What happened there? What was the value of 'const' then? Say, I made a
variable 'const' yesterday but I want to change its value e.g. inside a
loop today. Do you think I respect my decision from yesterday and create
a separate variable to mutate? No: I replace 'const' with 'auto' and get
things done. Seen from this angle, 'const' is another little friend of
'private' that cannot.
More aside: I "grew up" in C++ circles and did follow many gospels
there. It took me a while to see the light on religious guidelines.
A stab at C++: "costexpr everything". Ha ha! My translation: "We
continue to fail, so you should follow hundreds of guidelines to write
correct programs."
> If anything, making something
> public when it doesn't need to be makes it harder to maintain and
refactor
> that code.
Sure, 'public' when used explicitly is an implication.
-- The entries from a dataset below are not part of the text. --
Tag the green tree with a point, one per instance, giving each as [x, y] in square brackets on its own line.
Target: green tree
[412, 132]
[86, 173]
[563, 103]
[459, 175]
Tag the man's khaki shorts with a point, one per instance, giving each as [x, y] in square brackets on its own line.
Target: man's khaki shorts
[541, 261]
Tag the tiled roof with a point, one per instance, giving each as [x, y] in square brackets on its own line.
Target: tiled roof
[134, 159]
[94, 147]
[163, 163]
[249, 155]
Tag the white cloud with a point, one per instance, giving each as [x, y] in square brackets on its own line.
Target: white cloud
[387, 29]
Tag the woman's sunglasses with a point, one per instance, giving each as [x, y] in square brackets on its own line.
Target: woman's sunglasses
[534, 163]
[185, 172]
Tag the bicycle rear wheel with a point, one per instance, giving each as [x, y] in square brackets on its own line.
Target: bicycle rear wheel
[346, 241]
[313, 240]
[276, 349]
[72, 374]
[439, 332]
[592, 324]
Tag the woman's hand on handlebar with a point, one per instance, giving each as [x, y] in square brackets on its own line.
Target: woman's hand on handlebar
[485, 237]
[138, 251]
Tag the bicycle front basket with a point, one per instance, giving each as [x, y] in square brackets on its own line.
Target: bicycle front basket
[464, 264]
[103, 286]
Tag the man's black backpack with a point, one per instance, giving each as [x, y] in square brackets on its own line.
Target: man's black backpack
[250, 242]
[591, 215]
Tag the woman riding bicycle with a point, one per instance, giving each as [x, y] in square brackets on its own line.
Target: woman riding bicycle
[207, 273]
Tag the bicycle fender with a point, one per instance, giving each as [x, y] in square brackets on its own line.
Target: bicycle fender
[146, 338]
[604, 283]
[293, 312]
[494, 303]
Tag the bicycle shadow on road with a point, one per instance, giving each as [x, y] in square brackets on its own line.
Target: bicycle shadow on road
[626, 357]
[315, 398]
What if I do not
use any access specifier and name some variables with an underscore.
Anything that is accessible is *not* part of an API. The API comes with
documentation and examples. Any person who strays from the API can do
whatever they want.
> As far as public libraries go, any time that any symbol is
> public, someone is going to use it, and you're stuck with its design.
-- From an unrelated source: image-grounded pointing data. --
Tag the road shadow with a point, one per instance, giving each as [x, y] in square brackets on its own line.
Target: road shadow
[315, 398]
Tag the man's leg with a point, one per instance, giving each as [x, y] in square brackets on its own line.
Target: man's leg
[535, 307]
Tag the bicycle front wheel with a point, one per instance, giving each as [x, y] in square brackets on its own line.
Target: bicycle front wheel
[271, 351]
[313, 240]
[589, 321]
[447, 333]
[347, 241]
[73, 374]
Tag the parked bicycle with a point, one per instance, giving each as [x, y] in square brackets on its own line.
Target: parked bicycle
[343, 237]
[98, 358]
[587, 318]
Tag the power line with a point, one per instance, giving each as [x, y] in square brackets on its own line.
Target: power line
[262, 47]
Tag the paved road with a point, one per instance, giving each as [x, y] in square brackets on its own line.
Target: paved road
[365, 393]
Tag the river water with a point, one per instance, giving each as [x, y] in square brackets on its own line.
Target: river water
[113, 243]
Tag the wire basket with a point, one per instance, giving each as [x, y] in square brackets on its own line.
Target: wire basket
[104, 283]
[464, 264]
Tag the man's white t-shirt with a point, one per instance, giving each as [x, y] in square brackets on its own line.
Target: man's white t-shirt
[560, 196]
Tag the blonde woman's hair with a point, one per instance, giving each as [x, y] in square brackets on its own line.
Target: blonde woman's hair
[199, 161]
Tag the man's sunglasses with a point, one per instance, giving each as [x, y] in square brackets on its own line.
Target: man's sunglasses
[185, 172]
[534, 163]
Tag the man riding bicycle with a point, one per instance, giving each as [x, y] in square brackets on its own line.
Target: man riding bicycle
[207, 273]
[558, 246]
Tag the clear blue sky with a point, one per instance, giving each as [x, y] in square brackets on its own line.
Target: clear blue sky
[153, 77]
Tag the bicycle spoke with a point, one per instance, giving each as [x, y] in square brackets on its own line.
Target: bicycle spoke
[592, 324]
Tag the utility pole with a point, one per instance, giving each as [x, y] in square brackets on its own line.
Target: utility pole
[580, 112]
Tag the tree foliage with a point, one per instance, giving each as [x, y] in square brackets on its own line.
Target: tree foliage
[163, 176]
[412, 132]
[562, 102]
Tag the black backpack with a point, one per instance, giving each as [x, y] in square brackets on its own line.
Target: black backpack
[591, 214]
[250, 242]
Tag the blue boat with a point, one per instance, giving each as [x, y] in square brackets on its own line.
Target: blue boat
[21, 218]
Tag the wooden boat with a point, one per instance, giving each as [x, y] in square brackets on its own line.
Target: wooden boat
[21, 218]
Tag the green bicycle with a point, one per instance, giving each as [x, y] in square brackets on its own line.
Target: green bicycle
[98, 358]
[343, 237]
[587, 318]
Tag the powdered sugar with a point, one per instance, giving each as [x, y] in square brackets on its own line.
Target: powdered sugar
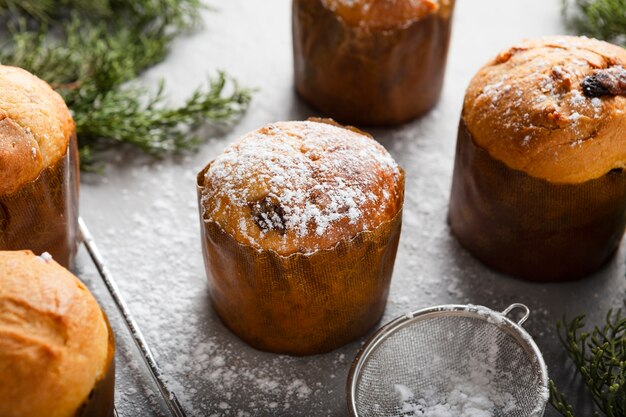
[312, 175]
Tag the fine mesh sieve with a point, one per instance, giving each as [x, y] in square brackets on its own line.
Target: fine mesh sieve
[450, 360]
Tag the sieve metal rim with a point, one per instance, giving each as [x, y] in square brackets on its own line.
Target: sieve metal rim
[468, 310]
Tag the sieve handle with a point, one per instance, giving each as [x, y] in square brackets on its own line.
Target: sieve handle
[515, 306]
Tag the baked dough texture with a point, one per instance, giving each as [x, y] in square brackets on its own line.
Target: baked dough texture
[39, 168]
[527, 109]
[55, 344]
[35, 128]
[300, 226]
[539, 189]
[298, 187]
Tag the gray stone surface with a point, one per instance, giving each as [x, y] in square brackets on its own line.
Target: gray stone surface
[143, 215]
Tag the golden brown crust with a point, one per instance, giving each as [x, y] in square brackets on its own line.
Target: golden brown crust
[383, 14]
[35, 127]
[298, 187]
[362, 76]
[54, 340]
[527, 109]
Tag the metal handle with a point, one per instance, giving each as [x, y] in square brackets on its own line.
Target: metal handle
[168, 396]
[516, 306]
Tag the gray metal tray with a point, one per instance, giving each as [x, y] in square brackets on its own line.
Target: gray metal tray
[143, 215]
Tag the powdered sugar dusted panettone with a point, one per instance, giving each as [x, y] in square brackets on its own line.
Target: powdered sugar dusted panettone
[298, 187]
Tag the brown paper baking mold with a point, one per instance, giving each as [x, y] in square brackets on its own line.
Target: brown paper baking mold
[101, 400]
[43, 215]
[369, 77]
[530, 227]
[299, 304]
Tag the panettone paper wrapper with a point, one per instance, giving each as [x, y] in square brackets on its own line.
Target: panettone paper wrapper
[366, 77]
[101, 400]
[303, 303]
[43, 215]
[530, 227]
Not at all. I am responsible only for the "API" part of my library: A
couple of structs and a couple of functions. I can change the rest as
freely as I want.
> And when the code is open source, if someone wants to use it, they can
> always just copy it into their own code and do whatever they want with it
> without creating any additional burden for the maintainers of the library
> that the code was taken from.
Although done even by me, that's not advisable because that person would
be living with undiscovered bugs in their copy.
> But when you make a symbol public in a
> library which is publicly available, you're essentially creating a
contract
> with your users and limiting the changes that you can make to the those
> symbols.
That's a fallacy. I can change any non-API feature. And what if it broke
a person's code? Who is this fictional person anyway? Do you see how all
of this stands on hypothesis?
> So, there's a real cost to making a symbol public, and I'm 100% in
> the camp that symbols should not be public if they don't need to be.
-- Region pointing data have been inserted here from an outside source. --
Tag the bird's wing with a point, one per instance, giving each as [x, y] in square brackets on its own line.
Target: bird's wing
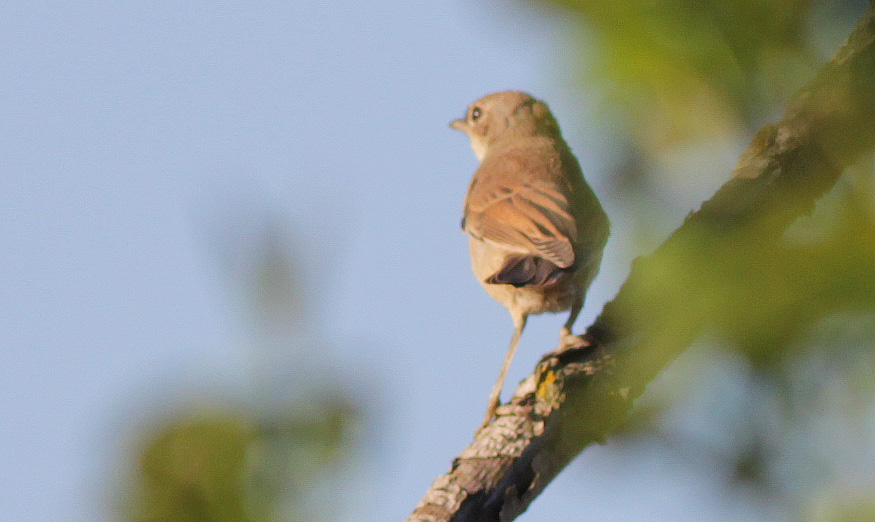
[527, 218]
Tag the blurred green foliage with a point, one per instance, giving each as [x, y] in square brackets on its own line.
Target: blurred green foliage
[263, 455]
[781, 389]
[223, 464]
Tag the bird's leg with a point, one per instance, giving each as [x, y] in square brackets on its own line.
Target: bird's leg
[519, 323]
[566, 338]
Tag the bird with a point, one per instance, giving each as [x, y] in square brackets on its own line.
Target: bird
[536, 230]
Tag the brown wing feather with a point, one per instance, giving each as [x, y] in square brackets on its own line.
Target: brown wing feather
[529, 218]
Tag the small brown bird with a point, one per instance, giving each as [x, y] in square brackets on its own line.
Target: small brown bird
[536, 229]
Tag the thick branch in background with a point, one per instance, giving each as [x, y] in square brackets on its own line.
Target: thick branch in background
[709, 272]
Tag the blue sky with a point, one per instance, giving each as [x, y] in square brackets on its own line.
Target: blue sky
[145, 145]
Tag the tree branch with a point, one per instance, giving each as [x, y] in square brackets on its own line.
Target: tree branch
[580, 396]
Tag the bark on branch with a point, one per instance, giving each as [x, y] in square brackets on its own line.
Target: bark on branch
[581, 396]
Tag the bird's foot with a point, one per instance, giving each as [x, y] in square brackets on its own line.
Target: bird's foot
[568, 340]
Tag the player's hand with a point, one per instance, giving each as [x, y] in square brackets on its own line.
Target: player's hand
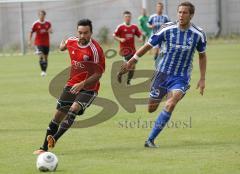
[77, 88]
[201, 86]
[123, 69]
[62, 46]
[30, 43]
[122, 40]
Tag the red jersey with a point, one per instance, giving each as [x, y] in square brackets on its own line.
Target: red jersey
[85, 61]
[42, 34]
[127, 32]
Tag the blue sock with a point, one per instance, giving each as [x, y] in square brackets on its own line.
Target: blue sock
[161, 121]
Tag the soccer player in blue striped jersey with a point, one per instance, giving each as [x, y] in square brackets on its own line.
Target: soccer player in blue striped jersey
[155, 22]
[173, 74]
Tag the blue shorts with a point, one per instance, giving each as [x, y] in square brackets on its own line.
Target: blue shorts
[163, 83]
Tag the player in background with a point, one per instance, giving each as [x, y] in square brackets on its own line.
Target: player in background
[42, 28]
[172, 76]
[155, 22]
[143, 25]
[125, 34]
[87, 66]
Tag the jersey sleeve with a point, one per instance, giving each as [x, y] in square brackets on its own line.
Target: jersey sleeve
[117, 31]
[150, 20]
[49, 25]
[202, 43]
[138, 32]
[167, 19]
[33, 29]
[100, 61]
[156, 39]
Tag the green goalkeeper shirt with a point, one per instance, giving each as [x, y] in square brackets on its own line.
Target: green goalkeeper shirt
[143, 20]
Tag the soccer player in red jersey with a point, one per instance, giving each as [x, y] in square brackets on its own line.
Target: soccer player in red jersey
[87, 66]
[125, 34]
[42, 28]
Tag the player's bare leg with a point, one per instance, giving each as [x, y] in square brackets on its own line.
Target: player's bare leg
[65, 124]
[130, 75]
[173, 98]
[153, 105]
[155, 53]
[44, 64]
[51, 130]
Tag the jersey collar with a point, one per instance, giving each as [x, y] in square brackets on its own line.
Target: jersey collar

So, we are in agreement: If access specifiers did not exist, nobody
would make any symbol 'public.' ;)
> private symbols are
> implementation details which can be changed as necessary so long as those
> changes don't break the functionality provided by the public symbols. So,
> from the standpoint of code maintenance, there can be real value in
keeping
> symbols private.
The different view point I have is that how such a feature is not
necessary and is outside of the useful feature set a programming
language provides. I can't imagine that Alice in the scenario above
really wants to protect an unknown user in the future. A protection from
a slight possibility that what that used found useful may change in the
future. This is absolutely the wrong kind of focus on an engineering
tool. It smells a lot like what C++ programmers tell each other to do
religiously. And I strongly think gospel-style craftspersonship of
programming is behind these mostly-unquestioned "features'.